Toward Self-Authoring Software Systems
The Autonomaton pronounced auto-NAHM-uh-tawn · /ɔːˈtɒnəmətɒn/ is a self-authoring engine: it converts metered cloud dependencies into permanent, zero-marginal-cost institutional assets that get smarter, cheaper, and more private with every human interaction.
Three files and a loop. A routing config, a zones schema, a structured telemetry log, and a pipeline that traverses them in order. That is the entire architecture.
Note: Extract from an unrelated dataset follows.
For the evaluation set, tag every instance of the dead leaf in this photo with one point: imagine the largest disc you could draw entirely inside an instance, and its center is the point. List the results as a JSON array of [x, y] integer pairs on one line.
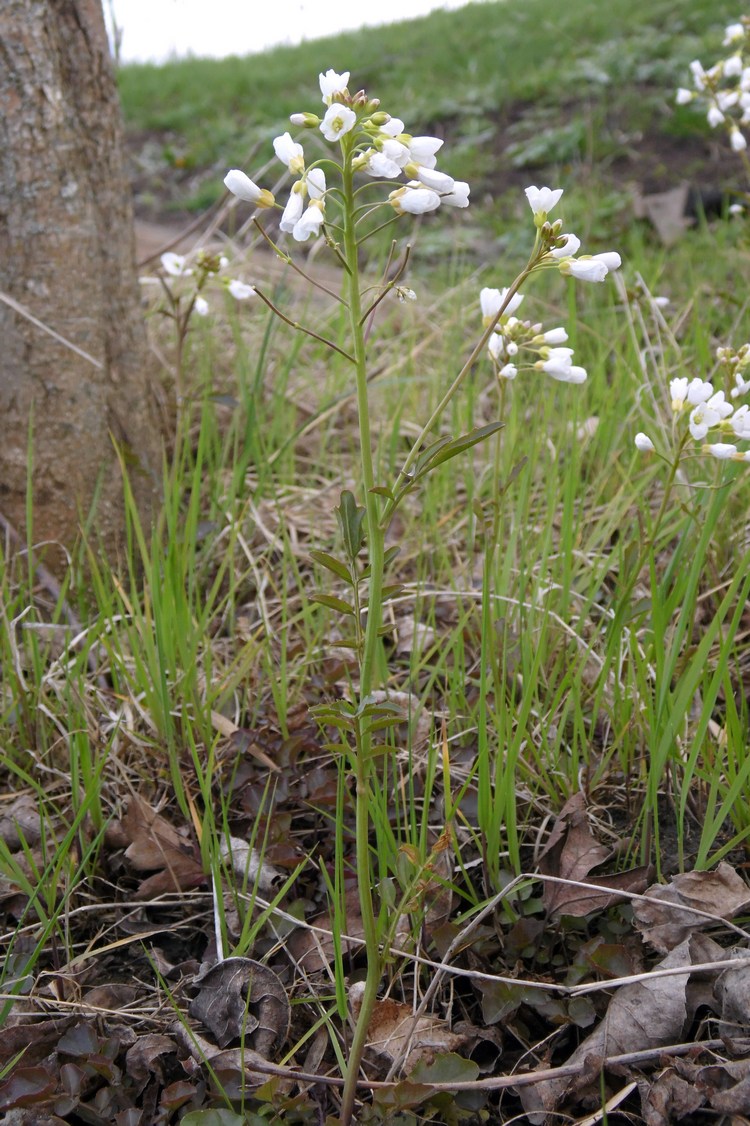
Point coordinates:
[[666, 209], [572, 852], [313, 950], [157, 846], [732, 994], [396, 1036], [721, 893], [250, 866], [20, 823], [143, 1060], [669, 1099], [241, 998], [644, 1015]]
Everything else is implication.
The dominant paradigm for AI-assisted software is reactive. You ask. It answers. The session ends. Nothing is retained. Nothing is learned. The next session starts from zero.
This is not a limitation of the models. It is a limitation of the architecture. The models are capable of pattern recognition, context assembly, and nuanced classification. But the systems built around them treat every interaction as independent—a stateless request-response cycle with no memory, no governance, and no mechanism for improvement.
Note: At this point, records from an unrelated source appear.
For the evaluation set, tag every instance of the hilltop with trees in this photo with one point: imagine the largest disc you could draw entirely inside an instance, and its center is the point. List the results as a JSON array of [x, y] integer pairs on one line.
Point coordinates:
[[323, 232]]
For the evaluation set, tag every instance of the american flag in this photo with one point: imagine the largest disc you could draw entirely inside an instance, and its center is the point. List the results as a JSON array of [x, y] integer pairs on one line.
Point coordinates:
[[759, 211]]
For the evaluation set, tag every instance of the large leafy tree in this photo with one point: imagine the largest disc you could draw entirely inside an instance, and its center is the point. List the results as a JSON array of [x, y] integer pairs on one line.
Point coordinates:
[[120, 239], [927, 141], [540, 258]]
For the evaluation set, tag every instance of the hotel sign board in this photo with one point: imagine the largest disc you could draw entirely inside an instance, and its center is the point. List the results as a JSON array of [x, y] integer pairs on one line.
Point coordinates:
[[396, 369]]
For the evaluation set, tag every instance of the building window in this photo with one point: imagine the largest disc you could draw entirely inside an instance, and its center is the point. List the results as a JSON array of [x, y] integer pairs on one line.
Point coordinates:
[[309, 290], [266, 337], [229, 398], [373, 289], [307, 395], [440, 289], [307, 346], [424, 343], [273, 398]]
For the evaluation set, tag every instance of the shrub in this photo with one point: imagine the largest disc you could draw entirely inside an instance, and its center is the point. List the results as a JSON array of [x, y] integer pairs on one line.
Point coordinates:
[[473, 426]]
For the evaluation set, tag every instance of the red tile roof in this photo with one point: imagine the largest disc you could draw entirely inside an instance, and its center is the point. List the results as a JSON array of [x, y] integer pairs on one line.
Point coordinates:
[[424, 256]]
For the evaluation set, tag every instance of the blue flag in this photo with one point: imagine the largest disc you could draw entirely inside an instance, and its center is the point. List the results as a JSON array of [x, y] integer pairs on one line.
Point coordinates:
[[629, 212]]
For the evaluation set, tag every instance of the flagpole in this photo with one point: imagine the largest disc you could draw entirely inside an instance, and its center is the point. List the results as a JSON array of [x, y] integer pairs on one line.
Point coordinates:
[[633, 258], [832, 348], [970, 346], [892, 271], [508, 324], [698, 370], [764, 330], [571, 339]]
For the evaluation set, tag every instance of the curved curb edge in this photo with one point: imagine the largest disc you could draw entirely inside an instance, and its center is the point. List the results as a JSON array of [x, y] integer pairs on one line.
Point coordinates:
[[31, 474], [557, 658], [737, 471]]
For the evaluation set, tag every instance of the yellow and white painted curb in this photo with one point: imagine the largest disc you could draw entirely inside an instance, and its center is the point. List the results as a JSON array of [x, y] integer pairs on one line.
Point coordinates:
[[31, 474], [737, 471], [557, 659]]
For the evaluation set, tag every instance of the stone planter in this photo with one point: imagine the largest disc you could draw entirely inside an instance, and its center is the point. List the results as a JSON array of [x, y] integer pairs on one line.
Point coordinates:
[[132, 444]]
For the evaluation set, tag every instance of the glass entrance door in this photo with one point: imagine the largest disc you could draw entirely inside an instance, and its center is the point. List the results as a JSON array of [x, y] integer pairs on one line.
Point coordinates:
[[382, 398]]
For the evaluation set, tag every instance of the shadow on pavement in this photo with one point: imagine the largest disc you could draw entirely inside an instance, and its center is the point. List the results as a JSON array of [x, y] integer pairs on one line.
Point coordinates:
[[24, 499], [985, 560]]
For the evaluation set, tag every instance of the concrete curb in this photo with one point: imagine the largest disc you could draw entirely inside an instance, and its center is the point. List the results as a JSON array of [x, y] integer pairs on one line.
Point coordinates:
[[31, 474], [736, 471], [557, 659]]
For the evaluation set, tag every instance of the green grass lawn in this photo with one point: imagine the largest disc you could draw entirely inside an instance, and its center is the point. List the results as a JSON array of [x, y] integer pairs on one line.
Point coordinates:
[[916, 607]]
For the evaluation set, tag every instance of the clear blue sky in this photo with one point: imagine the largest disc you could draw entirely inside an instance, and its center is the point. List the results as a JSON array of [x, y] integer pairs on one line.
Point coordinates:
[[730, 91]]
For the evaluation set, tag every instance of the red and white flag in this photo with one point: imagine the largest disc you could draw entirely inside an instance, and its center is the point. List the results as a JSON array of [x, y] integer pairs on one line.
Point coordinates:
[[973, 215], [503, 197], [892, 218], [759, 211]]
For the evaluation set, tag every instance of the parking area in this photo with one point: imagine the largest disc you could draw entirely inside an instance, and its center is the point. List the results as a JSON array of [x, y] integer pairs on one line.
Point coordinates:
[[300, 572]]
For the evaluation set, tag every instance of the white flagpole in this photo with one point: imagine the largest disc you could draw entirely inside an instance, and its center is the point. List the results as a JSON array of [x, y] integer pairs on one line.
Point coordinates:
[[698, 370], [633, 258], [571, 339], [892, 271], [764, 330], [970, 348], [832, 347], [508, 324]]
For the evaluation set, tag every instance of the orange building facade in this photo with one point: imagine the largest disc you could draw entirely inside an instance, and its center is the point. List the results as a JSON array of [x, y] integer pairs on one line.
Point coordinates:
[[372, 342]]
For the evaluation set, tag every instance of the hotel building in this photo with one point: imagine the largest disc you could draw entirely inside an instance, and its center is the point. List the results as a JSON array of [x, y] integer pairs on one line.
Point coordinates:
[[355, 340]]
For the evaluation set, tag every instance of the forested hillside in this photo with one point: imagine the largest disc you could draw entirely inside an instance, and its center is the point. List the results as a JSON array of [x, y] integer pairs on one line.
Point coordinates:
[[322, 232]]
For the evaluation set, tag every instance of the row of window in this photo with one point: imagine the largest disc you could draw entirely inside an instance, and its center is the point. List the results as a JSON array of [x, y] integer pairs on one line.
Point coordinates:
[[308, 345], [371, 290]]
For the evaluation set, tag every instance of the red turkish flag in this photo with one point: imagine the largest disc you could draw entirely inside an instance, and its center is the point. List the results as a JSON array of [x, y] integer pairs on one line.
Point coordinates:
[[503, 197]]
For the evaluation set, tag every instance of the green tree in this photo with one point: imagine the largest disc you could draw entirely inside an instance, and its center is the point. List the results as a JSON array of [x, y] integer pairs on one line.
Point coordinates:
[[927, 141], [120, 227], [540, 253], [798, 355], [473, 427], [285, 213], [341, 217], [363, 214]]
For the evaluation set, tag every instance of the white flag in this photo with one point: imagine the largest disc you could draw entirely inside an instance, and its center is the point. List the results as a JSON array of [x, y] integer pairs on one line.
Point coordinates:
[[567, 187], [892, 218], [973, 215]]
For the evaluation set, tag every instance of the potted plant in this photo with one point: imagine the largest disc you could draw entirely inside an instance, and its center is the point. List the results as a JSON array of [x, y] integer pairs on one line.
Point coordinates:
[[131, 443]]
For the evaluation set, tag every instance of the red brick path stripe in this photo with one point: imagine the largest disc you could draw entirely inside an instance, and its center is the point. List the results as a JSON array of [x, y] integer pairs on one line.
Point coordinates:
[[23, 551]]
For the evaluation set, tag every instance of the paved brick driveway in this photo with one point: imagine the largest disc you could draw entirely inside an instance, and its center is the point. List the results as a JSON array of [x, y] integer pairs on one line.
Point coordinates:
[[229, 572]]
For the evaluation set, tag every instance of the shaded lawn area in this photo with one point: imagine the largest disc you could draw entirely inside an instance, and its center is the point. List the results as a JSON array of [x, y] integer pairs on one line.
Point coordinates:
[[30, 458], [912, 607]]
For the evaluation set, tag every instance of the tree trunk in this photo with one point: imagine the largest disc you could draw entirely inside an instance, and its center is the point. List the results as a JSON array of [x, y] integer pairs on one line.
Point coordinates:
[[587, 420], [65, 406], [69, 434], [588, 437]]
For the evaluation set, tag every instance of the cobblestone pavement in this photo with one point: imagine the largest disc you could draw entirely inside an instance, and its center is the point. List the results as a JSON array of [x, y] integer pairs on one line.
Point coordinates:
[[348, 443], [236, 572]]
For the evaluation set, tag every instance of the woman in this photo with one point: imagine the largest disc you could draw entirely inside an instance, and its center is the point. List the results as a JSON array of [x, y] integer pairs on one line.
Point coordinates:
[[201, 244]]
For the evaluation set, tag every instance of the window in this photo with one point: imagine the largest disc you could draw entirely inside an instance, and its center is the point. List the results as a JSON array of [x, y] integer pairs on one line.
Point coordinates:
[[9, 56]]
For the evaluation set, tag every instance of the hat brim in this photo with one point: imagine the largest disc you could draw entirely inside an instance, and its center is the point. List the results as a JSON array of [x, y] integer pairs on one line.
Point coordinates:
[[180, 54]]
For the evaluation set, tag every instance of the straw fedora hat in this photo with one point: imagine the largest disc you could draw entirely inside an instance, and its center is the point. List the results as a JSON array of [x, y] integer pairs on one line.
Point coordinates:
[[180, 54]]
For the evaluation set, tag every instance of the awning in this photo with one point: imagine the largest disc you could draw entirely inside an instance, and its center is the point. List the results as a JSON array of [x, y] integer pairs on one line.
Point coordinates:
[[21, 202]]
The consequences are structural:
No learning. The system cannot distinguish a request it has seen a hundred times from one it has never seen. Every query pays full inference cost regardless of novelty. Institutional knowledge evaporates between sessions.
No governance. There is no architectural distinction between a routine task and a high-stakes decision. The system treats “rename this file” and “restructure this database” with identical authority. Risk classification is absent, not because it’s impossible, but because no standard architecture requires it.
No sovereignty. The behavioral intelligence the system accumulates—your patterns, your preferences, your decision-making cadence—lives inside the provider’s infrastructure. You cannot inspect it, export it, or take it with you.
The Autonomaton is a self-authoring engine: it converts metered cloud dependencies into permanent, zero-marginal-cost institutional assets that get smarter, cheaper, and more private with use.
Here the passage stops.